Last I knew, they were two months into marital counseling.

“Yeah, actually,” she says. “He’s been making more of an effort to be present, and he’s been doing little things for me lately—making me coffee when I’m running late for work, surprisingly me with lunch dates or leaving roses on the kitchen table for me to come home to … he’s trying. And I am too. I’m learning to pick my battles. For instance, when he leaves his beard shavings in the sink instead of rinsing them out … I wipe the sink down myself instead of biting his head off. And when he leaves his gym shoes by the back door for me to trip over, I calmly move them out of the way instead of throwing them into the garage like a crazy person.”

“That’s good,” I say with a chuckle.

“Marriage is hard as hell, Jovie,” Monica sighs before bumping her shoulder against mine.

“If only you’d told me that a year ago.”

Monica rests her cheek against my shoulder. “You couldn’t have known Jason was going to be a royal douche. I honestly thought you two were perfect together. He made you laugh. You had fun. His family adored you and your family adored him …”

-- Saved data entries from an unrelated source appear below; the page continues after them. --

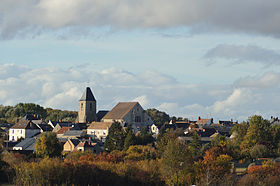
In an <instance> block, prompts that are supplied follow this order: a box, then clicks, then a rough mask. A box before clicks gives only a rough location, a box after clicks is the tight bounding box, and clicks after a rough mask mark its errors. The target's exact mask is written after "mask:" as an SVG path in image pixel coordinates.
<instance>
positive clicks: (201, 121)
mask: <svg viewBox="0 0 280 186" xmlns="http://www.w3.org/2000/svg"><path fill="white" fill-rule="evenodd" d="M209 121H210V123H211V122H212V119H199V120H197V121H196V124H202V125H205V124H207V123H208V122H209Z"/></svg>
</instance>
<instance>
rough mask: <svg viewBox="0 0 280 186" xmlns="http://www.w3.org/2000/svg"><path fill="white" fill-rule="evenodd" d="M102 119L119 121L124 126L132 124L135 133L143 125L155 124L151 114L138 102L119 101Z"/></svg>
mask: <svg viewBox="0 0 280 186" xmlns="http://www.w3.org/2000/svg"><path fill="white" fill-rule="evenodd" d="M101 121H102V122H114V121H117V122H120V123H121V125H122V126H123V127H125V126H126V125H130V126H131V127H132V129H133V131H134V132H135V133H136V132H138V131H140V130H141V128H142V127H144V126H150V125H152V124H153V121H152V119H151V118H150V116H149V115H148V114H147V113H146V112H145V110H144V109H143V108H142V107H141V105H140V104H139V103H138V102H119V103H118V104H117V105H116V106H115V107H114V108H113V109H112V110H111V111H110V112H108V113H107V114H106V115H105V116H104V117H103V118H102V120H101Z"/></svg>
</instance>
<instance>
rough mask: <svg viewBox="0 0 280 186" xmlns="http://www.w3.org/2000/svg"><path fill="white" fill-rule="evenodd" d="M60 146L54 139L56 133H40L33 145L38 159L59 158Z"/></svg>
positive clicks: (52, 132)
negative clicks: (36, 140)
mask: <svg viewBox="0 0 280 186" xmlns="http://www.w3.org/2000/svg"><path fill="white" fill-rule="evenodd" d="M61 152H62V145H61V143H60V142H59V141H58V139H57V137H56V133H53V132H47V133H42V134H41V136H40V138H39V139H38V140H37V142H36V144H35V153H36V155H37V156H39V157H55V156H60V155H61Z"/></svg>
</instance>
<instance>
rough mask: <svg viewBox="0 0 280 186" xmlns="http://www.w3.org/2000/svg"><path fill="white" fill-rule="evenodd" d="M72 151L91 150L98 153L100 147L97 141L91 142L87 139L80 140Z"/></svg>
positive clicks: (99, 149)
mask: <svg viewBox="0 0 280 186" xmlns="http://www.w3.org/2000/svg"><path fill="white" fill-rule="evenodd" d="M74 151H81V152H85V151H92V152H94V153H96V154H99V153H100V152H101V148H100V146H99V144H98V143H92V142H88V141H81V142H80V143H79V144H78V145H77V146H76V147H75V149H74Z"/></svg>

I’d met him via Tinder of all things, after a string of failed Hinge and Bumble dates. And I had zero hope or expectations that he was going to be different from any of the others. But when he suggested we hit up a karaoke dive bar and wasted no time taking center stage and commanding the audience with a cheesy Tom Jones number, I fell hard. Not because he was an amazing singer, but because he didn’t give a damn what anyone thought about him. He was simply up there having a good time and putting a smile on people’s faces.

Our second date entailed morel mushroom hunting in the woods—a first for me but a unique and memorable experience nonetheless. We scoured some woods outside the city for four straight hours and came out with a small bag that we ended up giving to grandmother, who was so thrilled by our gift that she cried happy tears and promptly invited us in so she could show me how to fry them “the Whitlock way.”

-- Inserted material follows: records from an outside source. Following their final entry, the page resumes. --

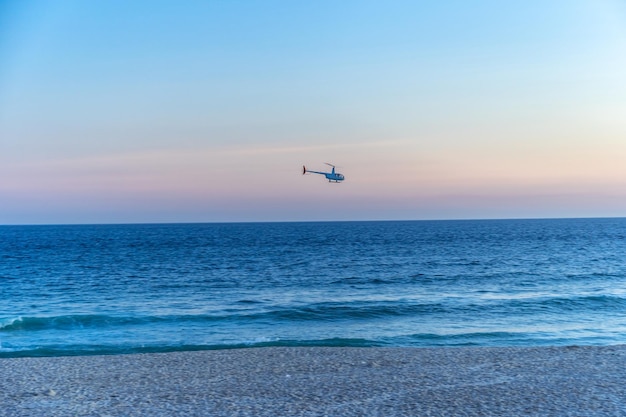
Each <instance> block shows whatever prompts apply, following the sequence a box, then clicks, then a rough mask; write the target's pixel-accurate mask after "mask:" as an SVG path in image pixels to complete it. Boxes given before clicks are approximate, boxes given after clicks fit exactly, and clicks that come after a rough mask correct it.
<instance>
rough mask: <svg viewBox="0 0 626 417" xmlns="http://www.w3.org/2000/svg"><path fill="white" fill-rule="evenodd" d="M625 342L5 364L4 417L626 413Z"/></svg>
mask: <svg viewBox="0 0 626 417" xmlns="http://www.w3.org/2000/svg"><path fill="white" fill-rule="evenodd" d="M625 363H626V345H618V346H568V347H434V348H394V347H389V348H388V347H372V348H357V347H350V348H343V347H263V348H247V349H225V350H208V351H189V352H172V353H148V354H130V355H112V356H66V357H33V358H4V359H0V374H2V375H3V378H0V404H2V407H0V417H22V416H37V415H46V416H65V415H73V416H94V415H98V416H100V415H102V416H104V415H109V416H127V415H133V416H135V415H138V416H173V415H185V416H255V417H260V416H323V415H328V416H362V415H371V416H378V415H380V416H413V415H415V416H418V415H419V416H454V415H463V416H511V415H524V416H562V415H568V416H615V415H626V384H624V380H625V379H626V367H625V366H624V364H625Z"/></svg>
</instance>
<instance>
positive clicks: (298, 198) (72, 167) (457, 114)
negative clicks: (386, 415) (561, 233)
mask: <svg viewBox="0 0 626 417" xmlns="http://www.w3.org/2000/svg"><path fill="white" fill-rule="evenodd" d="M625 52H626V3H625V2H623V1H609V0H606V1H603V0H595V1H591V0H588V1H582V0H581V1H524V2H500V1H448V2H430V1H428V2H427V1H418V2H414V1H392V2H374V1H341V2H336V1H316V2H292V1H252V0H250V1H197V2H193V1H190V2H173V1H134V2H122V1H106V2H105V1H102V2H97V1H94V2H83V1H57V2H48V1H2V2H0V224H15V223H18V224H22V223H101V222H104V223H108V222H161V221H163V222H169V221H175V222H187V221H283V220H284V221H293V220H364V219H438V218H444V219H445V218H509V217H578V216H624V215H626V164H624V163H623V161H624V160H626V139H625V138H626V135H625V134H626V118H625V117H624V114H626V53H625ZM324 162H332V163H334V164H336V165H338V169H339V171H340V172H342V173H344V174H345V175H346V178H347V179H346V181H345V182H344V183H342V184H328V183H327V182H325V181H324V180H323V178H322V177H318V176H311V175H307V176H302V175H301V166H302V164H306V165H307V166H309V167H311V168H312V169H323V168H324V167H325V165H324V164H323V163H324Z"/></svg>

For our third date, Jason arranged a picnic in a lighthouse—another first for me. And while I sipped sweet wine and nibbled on expensive cheeses, he read to me from a book of sailor stories.

To say I was quickly enchanted by him would be the understatement of the century.

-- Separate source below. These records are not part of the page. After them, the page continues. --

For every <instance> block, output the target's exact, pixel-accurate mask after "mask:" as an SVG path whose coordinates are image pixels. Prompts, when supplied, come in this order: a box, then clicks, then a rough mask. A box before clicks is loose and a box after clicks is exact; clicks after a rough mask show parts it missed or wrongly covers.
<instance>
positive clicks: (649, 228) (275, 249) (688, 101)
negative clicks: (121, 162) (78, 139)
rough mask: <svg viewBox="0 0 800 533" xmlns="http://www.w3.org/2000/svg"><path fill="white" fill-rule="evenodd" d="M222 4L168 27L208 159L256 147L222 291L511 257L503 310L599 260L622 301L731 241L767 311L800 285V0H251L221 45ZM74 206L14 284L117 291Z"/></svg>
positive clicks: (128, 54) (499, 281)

Everything was wonderful until the ink was dry on our marriage certificate a few months later—that’s when the real Jason came out. Detached and moody, his kisses became fewer and further between and he began staying late at the office and spending his weekends with “friends.” After a month of living together, he told me he needed space; that he felt suffocated by my sheer presence.

I thought we were hitting a rough patch, that he was probably just stressed with work and adjusting to married life and we’d come out of it soon enough. I figured if I backed off and stayed patient and supportive, all would be fine.

But things only got worse.

We weren’t married but six months when he served me with divorce papers.

The hostess steps outside and calls my name, and it’s perfect timing because my stomach won’t stop rumbling, and I’d much rather be shoving my face with buttermilk pancakes than reminiscing about my failed marriage.

“Your server will be with you shortly,” she says after seating us at a small table in the middle of the restaurant.

I’m perusing the menu and trying to decide between fresh squeezed orange juice or a glass of iced tea when Monica gasps.

“What’s wrong?” I glance over my menu.